“And on the whole,” thought Durtal, “in spite of the discrepancies in some of its texts, the cathedral is legible.
“It contains a rendering of the Old and New Testaments; it also engrafts on the sacred Scriptures the Apocryphal traditions relating to the Virgin and St. Joseph, the lives of the saints preserved in the Golden Legend of Jacopo da Voragine and the special biographies of the aspiring recluses of the diocese of Chartres. It is a vast encyclopaedia of mediaeval learning as concerning God, the Virgin, and the Elect.
“Didron is almost justified in saying that it is a compendium of those great encyclopaedias composed in the thirteenth century; only the theory that he bases on this truthful observation wanders off and becomes faulty as soon as he tries to work it out.
“He concludes, in fact, by conceiving of this cathedral as no more than a rendering of the Speculum Universale, the Mirror of the World of Vincent of Beauvais; above all, like that work, as an epitome of practical life and a record of the human race throughout the ages. In point of fact,” said Durtal to himself, as he took the Christian Iconography of that writer down from the shelf, “in point of fact, according to him, our stone pages ought to follow in such succession that, beginning with the opening chapter on the north, they would end with the paragraphs on the south. Then we should find the narrative in the following order: First of all the genesis, the Biblical cosmogony, the creation of man and woman and Eden; and then, after the expulsion of the first pair, the tale of man’s redemption by suffering.

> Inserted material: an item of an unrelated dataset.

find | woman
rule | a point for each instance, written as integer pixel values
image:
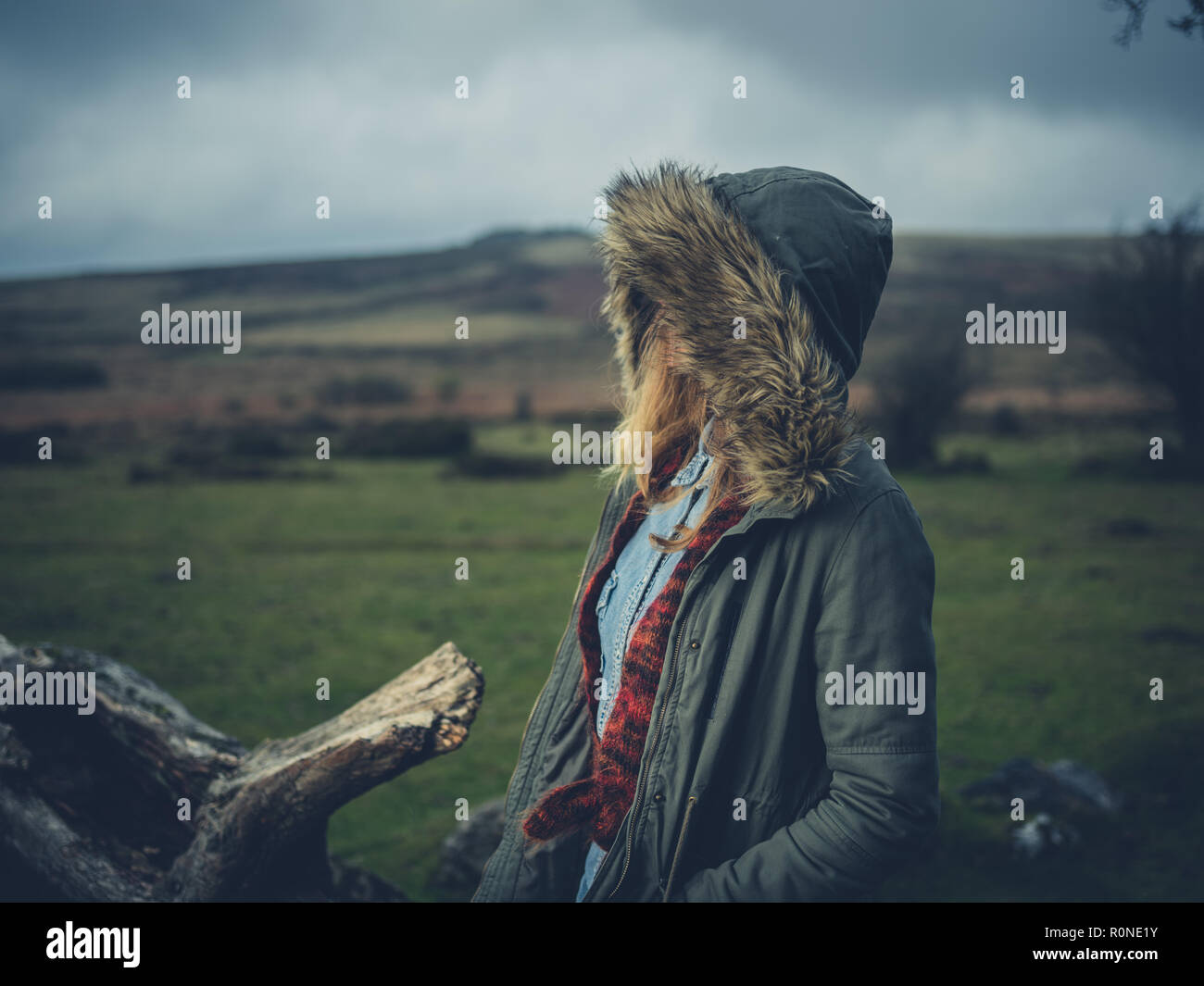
(742, 706)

“‘Whereby,’ says he, ’the sculptor took occasion to teach the hinds of La Beauce how to work with their hands and their head. Here, to the right of Adam’s Fall, he carves under the eyes and for the perpetual edification of all men, a calendar of stone with all the labours of the field, and then a catechism of industry, showing the works done in the town; finally, for the labours of the mind, a manual of the liberal arts.”

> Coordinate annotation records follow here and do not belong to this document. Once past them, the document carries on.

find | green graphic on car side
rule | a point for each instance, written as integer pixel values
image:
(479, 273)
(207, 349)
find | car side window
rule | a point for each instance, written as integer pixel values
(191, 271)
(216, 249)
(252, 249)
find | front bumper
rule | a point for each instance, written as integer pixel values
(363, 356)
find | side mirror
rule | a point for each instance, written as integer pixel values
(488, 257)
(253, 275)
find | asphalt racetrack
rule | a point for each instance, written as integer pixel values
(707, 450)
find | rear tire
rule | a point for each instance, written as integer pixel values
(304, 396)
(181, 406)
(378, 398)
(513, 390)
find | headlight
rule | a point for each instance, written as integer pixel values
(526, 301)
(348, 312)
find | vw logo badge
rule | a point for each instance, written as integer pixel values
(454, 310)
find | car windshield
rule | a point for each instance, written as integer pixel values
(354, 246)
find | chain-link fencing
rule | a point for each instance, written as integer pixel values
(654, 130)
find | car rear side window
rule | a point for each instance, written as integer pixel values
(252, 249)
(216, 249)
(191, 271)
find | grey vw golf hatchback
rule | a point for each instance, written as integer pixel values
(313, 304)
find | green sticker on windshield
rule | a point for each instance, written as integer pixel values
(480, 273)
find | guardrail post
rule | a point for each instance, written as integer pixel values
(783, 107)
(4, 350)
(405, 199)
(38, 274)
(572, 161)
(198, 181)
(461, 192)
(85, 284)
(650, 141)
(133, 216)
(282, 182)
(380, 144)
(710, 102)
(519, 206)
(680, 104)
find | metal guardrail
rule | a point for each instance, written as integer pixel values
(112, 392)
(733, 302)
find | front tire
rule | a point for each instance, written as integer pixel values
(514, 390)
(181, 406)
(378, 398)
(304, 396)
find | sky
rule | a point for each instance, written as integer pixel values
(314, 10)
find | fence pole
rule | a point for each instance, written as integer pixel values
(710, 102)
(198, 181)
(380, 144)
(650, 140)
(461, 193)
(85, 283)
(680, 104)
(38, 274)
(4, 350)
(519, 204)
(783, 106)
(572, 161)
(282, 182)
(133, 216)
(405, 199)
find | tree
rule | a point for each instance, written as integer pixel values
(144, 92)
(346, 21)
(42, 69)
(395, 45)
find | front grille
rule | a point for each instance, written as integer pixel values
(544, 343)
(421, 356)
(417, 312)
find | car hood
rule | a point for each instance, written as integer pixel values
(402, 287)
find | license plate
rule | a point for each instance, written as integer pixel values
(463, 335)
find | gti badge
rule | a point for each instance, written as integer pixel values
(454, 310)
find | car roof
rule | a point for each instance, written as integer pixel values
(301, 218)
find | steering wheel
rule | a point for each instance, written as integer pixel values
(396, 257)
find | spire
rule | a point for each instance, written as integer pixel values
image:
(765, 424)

“Then, thus instructed, man lives on from generation to generation, until the end of the world, set forth in the images on the south side.
“This treasury of sculpture would thus include a compendium of the history of nature and of science, a glossary of morality and art, a biography of humanity, a panorama of the whole world. Thus it would very really represent the Mirror of the World, and be an edition in stone of Vincent of Beauvais’ book.
“There is only one difficulty. The Dominican’s Speculum Universale dates from many years later than the erection of this cathedral; also, in developing his theory, Didron does not take into account the perspective and relations of the statuary. He assigns equal importance to a small figure half hidden in the moulding of an arch and to the large statues in the foreground supporting the picture in relief of Our Lord and His Mother. Indeed, it might be said that these are the very figures he overlooks; and, in the same way, he takes no account of the western doors, which he could not force into his scheme.